Express the output map projection geometry as a Matplotlib path. We pass in a Shapely geometry object from the first (and in this case, only) row to Cartopy’s geos_to_path function.

path = geos_to_path(gdf.loc[0,'geometryOutput'])
var
<xarray.DataArray 'Temperature_Analysis_height_above_ground' (y: 1377, x: 2145)>
[2953665 values with dtype=float32]
Coordinates:
    reftime               datetime64[ns] 2023-10-17T15:00:00
  * x                     (x) float32 -2.763e+06 -2.761e+06 ... 2.682e+06
  * y                     (y) float32 -2.638e+05 -2.612e+05 ... 3.231e+06
    time1                 datetime64[ns] 2023-10-17T15:00:00
    height_above_ground1  float32 2.0
    metpy_crs             object Projection: lambert_conformal_conic
Attributes: (12/13)
    long_name:                       Temperature Analysis @ Specified height ...
    units:                           K
    abbreviation:                    TMP
    grid_mapping:                    LambertConformal_Projection
    Grib_Variable_Id:                VAR_0-0-0_L103
    Grib2_Parameter:                 [0 0 0]
    ...                              ...
    Grib2_Parameter_Category:        Temperature
    Grib2_Parameter_Name:            Temperature
    Grib2_Level_Type:                103
    Grib2_Level_Desc:                Specified height level above ground
    Grib2_Generating_Process_Type:   Analysis
    Grib2_Statistical_Process_Type:  UnknownStatType--1
fig, ax1 = plt.subplots(nrows=1, figsize=(15,10), subplot_kw={"projection": proj_map})

x, y = var.x, var.y

mesh = ax1.pcolormesh(x, y, var, transform=proj_data)
# Make a colorbar
cbar = fig.colorbar(mesh,shrink=0.5)
cbar.set_label(r'2m Temperature ($^\circ$C)', size='large')
../../_images/4d62037b11caa952a9cbfab212ee23726a6c1801b0c7f93f4f0c4a1b44174f08.png

Now, let’s use some Matplotlib magic to clip the raster data so it only is displayed within the NYS 10m shapefile.

poly_path = path
poly_compound_path = mpath.Path.make_compound_path(*poly_path)
poly_transform = proj_map._as_mpl_transform(ax1)
mesh.set_clip_path(poly_compound_path, poly_transform)
res='10m'

fig, ax1 = plt.subplots(nrows=1, figsize=(15,10), subplot_kw={"projection": proj_map})
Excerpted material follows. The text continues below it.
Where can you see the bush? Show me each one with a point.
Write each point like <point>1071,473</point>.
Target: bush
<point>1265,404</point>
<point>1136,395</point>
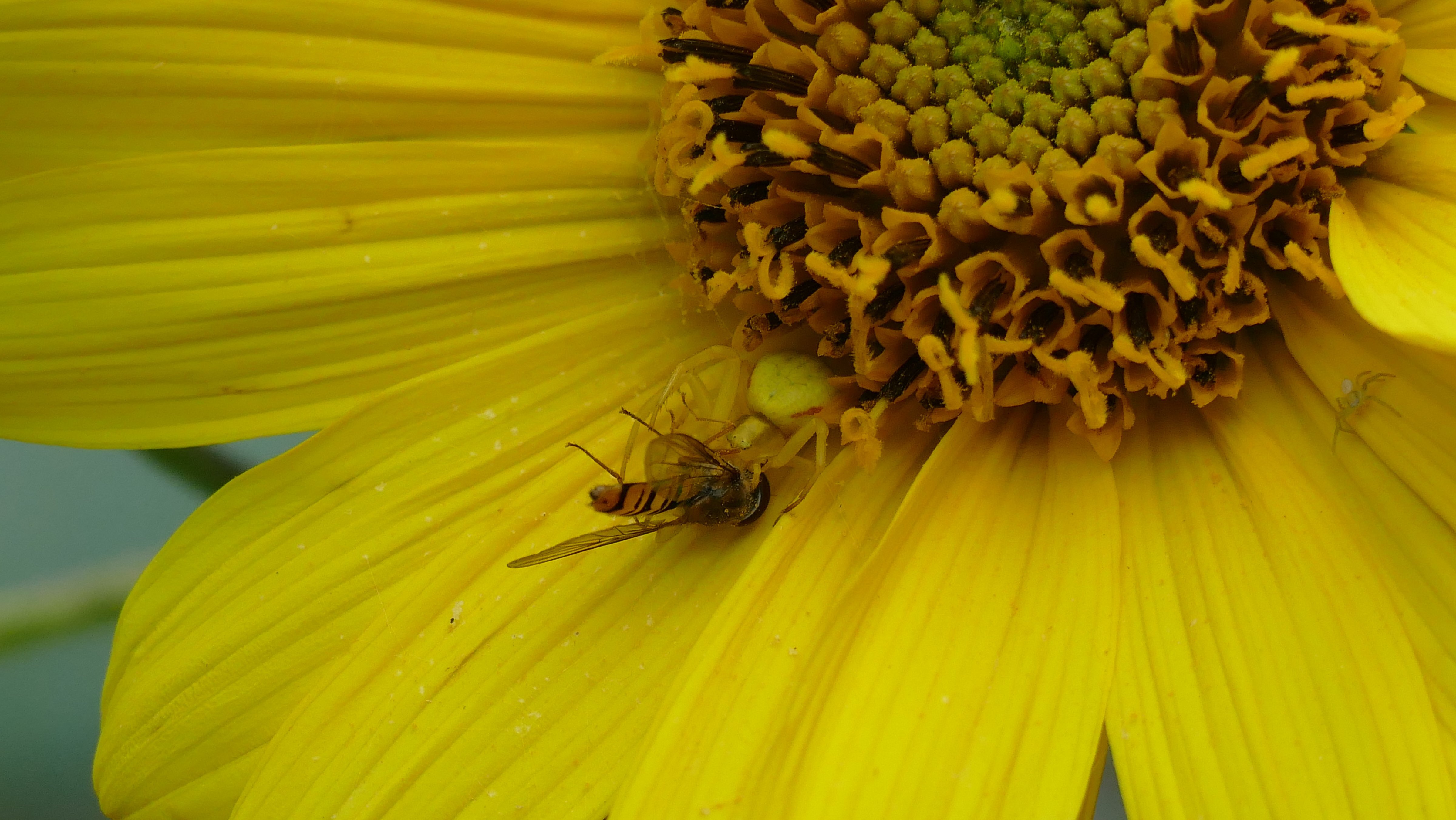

ax1.set_extent(mapExtent,crs=ccrs.PlateCarree())

mesh = ax1.pcolormesh(x, y, var, transform=proj_data)
# Make a colorbar
cbar = fig.colorbar(mesh,shrink=0.5)
cbar.set_label(f'Temperature ($^\circ$C)', size='large')
ax1.coastlines()

# Get the path of the polygons
#poly_path = nypath
poly_path = path
poly_compound_path = mpath.Path.make_compound_path(*poly_path)
poly_transform = proj_map._as_mpl_transform(ax1)
mesh.set_clip_path(poly_compound_path, poly_transform)
ax1.set_title(f'RTMA 2m Temperature ($^\circ$C), {titleTime}');
../../_images/33a0b0d95db9ffc270597c524454ae9ce3c6cbc2fdc5a82856d02eafb5e81953.png

Things to try:

  1. Overlay additional data (point-based, contour-based, etc.) on the final map

  2. Use the data variable’s metadata to dynamically create the figure title and/or colorbar label.

  3. When you create the Xarray dataset, use sel to restrict the spatial extent of the data retrieval.